Slowly I have learned to interact on social media more like real life. I have a Trump loving Tea Party flag flying neighbor. I don’t go try to enlighten him; I wave as I meet him. Far too many people want other people to agree with them. They fear the other, the person unlike them. All we need is to respect the other and be respected in return. We have lost the permanent communities. We are a mobile society now. We do not have to meet in a common space. We do not even have to know a neighbor. In the farm community I grew up in people knew the neighbor would likely be a neighbor for life. Even if they could not stand the neighbor, they would still meet in the common ground of the store, school, and church. We need to respect a person as a part of the community, as we used to in our small towns.
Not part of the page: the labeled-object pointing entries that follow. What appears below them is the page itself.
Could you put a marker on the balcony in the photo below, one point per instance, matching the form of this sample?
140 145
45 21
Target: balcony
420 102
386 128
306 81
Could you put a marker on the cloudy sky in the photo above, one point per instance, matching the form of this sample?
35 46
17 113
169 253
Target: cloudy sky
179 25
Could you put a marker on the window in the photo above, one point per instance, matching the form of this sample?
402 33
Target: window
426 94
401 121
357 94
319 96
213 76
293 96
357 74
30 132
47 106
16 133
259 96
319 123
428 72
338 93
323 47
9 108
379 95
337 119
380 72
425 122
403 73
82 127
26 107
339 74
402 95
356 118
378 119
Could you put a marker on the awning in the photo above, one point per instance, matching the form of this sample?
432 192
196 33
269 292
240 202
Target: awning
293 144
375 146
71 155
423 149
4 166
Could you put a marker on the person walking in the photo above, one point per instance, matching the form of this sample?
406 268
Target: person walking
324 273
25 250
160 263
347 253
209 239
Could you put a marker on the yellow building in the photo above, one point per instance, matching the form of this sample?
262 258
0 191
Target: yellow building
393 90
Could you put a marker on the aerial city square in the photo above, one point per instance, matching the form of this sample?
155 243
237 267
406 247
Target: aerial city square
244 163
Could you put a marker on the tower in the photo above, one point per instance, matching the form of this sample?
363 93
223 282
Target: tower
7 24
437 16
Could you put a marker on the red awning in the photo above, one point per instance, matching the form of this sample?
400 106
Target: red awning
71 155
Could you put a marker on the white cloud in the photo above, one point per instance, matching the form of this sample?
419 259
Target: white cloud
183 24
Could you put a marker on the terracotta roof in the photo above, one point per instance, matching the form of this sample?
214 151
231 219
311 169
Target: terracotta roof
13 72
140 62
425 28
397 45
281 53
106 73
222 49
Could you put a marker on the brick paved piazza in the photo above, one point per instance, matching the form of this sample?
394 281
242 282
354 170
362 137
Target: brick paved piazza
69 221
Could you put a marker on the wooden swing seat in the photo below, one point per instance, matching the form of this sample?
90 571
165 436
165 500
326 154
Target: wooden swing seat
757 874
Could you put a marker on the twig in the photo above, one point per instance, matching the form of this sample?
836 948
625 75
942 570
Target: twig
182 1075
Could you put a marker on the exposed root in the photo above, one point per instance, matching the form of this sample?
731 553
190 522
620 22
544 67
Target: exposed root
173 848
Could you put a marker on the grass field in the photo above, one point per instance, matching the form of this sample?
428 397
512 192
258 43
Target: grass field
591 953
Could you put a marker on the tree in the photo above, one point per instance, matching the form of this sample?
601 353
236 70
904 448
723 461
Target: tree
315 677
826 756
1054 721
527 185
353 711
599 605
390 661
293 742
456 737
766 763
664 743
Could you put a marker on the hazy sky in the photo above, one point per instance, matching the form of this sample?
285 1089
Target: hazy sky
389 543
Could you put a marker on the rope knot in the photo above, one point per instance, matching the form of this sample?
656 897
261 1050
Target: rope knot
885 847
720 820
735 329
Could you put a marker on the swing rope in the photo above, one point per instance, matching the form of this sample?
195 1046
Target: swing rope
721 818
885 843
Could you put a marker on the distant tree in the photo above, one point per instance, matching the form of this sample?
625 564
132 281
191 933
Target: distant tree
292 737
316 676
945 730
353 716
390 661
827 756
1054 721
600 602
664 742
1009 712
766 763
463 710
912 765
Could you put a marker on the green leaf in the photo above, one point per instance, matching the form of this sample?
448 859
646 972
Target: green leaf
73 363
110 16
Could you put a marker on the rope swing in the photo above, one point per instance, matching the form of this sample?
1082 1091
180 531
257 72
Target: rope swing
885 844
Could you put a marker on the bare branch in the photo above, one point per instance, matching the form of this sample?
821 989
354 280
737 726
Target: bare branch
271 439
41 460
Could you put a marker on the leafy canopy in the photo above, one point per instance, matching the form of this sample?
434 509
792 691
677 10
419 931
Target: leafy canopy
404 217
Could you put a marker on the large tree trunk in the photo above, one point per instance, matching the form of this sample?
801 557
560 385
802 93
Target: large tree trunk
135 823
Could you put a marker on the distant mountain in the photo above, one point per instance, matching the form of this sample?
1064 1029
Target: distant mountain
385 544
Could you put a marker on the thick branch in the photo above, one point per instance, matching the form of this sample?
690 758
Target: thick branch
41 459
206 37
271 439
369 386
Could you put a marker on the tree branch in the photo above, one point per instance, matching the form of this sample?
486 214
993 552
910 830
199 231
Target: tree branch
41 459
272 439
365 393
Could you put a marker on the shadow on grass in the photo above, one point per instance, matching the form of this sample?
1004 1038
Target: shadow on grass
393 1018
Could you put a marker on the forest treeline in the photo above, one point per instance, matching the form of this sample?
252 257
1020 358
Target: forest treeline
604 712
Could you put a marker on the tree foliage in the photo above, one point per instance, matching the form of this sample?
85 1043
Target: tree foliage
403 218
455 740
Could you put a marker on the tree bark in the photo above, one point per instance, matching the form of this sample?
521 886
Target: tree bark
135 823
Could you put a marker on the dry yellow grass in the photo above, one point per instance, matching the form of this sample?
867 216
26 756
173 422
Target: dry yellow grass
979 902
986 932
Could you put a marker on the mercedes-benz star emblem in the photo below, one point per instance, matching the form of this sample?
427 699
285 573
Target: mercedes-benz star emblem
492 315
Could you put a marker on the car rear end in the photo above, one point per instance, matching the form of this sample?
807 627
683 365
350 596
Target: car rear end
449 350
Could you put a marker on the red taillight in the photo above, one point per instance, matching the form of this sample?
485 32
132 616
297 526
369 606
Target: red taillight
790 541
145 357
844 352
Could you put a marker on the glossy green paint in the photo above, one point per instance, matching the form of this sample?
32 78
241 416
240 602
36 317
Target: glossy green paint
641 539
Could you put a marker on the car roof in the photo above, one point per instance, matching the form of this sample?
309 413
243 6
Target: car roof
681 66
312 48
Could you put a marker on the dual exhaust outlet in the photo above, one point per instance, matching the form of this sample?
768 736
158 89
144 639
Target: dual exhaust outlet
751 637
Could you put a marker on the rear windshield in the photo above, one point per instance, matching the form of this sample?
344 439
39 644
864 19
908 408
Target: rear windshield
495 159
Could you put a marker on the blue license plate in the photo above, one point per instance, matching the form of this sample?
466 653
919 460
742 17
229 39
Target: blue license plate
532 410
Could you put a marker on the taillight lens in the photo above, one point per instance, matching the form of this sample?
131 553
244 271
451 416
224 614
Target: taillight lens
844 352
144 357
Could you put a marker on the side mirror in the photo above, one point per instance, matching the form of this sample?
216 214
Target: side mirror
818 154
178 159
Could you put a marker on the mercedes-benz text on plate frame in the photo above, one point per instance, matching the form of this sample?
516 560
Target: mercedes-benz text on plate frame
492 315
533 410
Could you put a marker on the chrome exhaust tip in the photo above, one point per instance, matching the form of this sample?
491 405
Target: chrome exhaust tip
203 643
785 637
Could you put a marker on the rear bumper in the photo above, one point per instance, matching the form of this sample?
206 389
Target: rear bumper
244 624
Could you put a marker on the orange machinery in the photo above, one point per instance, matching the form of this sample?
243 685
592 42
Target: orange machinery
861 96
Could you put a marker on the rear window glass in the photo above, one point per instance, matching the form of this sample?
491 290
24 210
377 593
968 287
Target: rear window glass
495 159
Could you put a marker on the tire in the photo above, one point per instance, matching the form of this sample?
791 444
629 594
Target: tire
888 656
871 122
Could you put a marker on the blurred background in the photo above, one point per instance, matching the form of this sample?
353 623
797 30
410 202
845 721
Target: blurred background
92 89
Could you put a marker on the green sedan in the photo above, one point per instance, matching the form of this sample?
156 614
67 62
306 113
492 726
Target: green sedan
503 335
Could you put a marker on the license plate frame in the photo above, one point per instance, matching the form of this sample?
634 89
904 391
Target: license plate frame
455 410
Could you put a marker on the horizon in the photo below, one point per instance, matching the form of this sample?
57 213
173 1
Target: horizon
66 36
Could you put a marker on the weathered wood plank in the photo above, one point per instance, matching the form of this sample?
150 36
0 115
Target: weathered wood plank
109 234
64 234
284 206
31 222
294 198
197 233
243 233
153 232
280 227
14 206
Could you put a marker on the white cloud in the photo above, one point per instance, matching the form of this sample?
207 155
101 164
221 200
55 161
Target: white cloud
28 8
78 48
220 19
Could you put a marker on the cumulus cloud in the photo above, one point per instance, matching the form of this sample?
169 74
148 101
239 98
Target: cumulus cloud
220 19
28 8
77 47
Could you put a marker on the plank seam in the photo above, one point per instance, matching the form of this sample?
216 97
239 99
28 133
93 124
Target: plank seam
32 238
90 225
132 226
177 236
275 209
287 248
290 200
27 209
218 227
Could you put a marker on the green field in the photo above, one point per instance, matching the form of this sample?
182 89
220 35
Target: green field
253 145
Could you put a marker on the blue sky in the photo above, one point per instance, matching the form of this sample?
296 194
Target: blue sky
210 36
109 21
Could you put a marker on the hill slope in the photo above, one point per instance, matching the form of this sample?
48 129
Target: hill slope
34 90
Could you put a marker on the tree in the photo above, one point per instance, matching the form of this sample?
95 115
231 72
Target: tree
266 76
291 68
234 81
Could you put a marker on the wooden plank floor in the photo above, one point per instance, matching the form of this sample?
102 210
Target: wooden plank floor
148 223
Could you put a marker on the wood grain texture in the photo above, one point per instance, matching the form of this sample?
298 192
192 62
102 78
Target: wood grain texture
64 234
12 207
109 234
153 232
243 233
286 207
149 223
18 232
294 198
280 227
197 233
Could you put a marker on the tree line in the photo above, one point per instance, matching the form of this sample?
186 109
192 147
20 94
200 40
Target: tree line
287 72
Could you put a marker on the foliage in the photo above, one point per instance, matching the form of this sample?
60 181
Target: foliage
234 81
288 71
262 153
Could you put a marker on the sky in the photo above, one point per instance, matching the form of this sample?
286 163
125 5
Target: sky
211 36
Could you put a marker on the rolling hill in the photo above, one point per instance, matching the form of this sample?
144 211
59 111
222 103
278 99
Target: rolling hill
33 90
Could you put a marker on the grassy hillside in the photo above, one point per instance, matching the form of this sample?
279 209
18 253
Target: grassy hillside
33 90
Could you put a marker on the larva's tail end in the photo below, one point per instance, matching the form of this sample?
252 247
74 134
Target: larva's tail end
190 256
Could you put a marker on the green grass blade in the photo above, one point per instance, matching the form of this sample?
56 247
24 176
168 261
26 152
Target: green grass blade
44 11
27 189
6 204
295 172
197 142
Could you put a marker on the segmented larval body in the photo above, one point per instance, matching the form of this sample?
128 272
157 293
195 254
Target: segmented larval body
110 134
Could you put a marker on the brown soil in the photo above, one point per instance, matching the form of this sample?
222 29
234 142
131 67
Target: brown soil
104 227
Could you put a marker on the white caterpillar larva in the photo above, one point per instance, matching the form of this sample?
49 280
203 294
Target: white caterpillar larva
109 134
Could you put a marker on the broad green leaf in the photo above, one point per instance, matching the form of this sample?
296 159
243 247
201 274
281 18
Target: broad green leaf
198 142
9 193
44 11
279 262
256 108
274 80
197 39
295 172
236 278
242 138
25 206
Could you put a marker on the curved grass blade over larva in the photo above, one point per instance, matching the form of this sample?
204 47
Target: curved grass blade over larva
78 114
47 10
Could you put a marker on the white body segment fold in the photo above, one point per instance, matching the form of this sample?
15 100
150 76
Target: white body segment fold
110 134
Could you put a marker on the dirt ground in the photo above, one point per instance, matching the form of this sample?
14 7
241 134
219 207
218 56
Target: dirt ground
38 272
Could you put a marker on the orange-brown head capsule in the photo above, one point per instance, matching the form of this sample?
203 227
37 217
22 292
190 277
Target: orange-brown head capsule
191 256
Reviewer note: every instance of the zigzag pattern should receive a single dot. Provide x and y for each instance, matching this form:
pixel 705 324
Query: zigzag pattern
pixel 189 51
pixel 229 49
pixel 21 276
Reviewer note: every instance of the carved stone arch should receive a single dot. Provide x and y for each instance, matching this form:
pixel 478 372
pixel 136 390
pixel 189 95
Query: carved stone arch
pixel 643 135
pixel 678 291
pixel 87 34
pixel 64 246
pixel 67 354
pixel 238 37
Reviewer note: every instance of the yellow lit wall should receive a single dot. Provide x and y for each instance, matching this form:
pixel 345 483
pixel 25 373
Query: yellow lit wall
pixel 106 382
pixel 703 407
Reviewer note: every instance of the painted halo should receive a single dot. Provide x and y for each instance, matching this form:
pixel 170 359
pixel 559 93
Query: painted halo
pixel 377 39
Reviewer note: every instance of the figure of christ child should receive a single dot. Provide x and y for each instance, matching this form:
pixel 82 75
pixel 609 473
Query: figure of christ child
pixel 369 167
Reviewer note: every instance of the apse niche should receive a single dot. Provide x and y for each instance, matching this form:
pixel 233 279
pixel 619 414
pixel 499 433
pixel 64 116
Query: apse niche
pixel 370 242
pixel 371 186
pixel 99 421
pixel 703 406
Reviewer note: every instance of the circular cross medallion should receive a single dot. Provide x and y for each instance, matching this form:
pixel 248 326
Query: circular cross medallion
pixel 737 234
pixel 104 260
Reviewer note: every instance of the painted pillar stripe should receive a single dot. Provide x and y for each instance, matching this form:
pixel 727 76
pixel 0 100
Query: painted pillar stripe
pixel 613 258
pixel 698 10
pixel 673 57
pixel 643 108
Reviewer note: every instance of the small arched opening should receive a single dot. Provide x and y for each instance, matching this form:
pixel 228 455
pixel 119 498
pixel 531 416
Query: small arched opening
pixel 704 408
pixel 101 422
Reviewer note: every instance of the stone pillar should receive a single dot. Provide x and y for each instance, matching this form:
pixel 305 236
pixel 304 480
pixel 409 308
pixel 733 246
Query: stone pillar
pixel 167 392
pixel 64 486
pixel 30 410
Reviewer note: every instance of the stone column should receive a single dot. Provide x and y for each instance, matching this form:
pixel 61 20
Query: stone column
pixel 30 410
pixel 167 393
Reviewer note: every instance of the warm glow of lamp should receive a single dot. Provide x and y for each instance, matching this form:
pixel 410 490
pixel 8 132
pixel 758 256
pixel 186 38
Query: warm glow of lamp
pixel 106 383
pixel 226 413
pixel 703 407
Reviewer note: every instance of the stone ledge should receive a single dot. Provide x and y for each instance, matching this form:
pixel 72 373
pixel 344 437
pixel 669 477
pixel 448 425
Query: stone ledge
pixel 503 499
We do not need to agree with them. This is the middle we must reunite in. A middle of respect that we all belong in the common space. We are all aspiring Americans none of us are ‘Real Americans.’ We must bring the middle in our own souls, we must offer respect, a common ground within our own being. I do not ignore the evil I encounter, but I will not let it define me. I seek not just the middle ground; I seek a higher ground.
With one Covid vaccination down I am looking forward to a return to my searches of solitude. One imperfect being poking around America discovering other people and other places. I do not drive a Jeep, but a now aging Chrysler Crossfire. An aging man who seems a curiosity simply following his own curiosity. If you encounter me, I cannot tell you where the middle is to be found. I will offer a smile, a jest, a story. I will meet you in the common ground within me. Keep making ads Chrysler, keep offering prayers, and dreams. Keep giving Amerrica something to discuss besides what was it with all those white faced masks at halftime.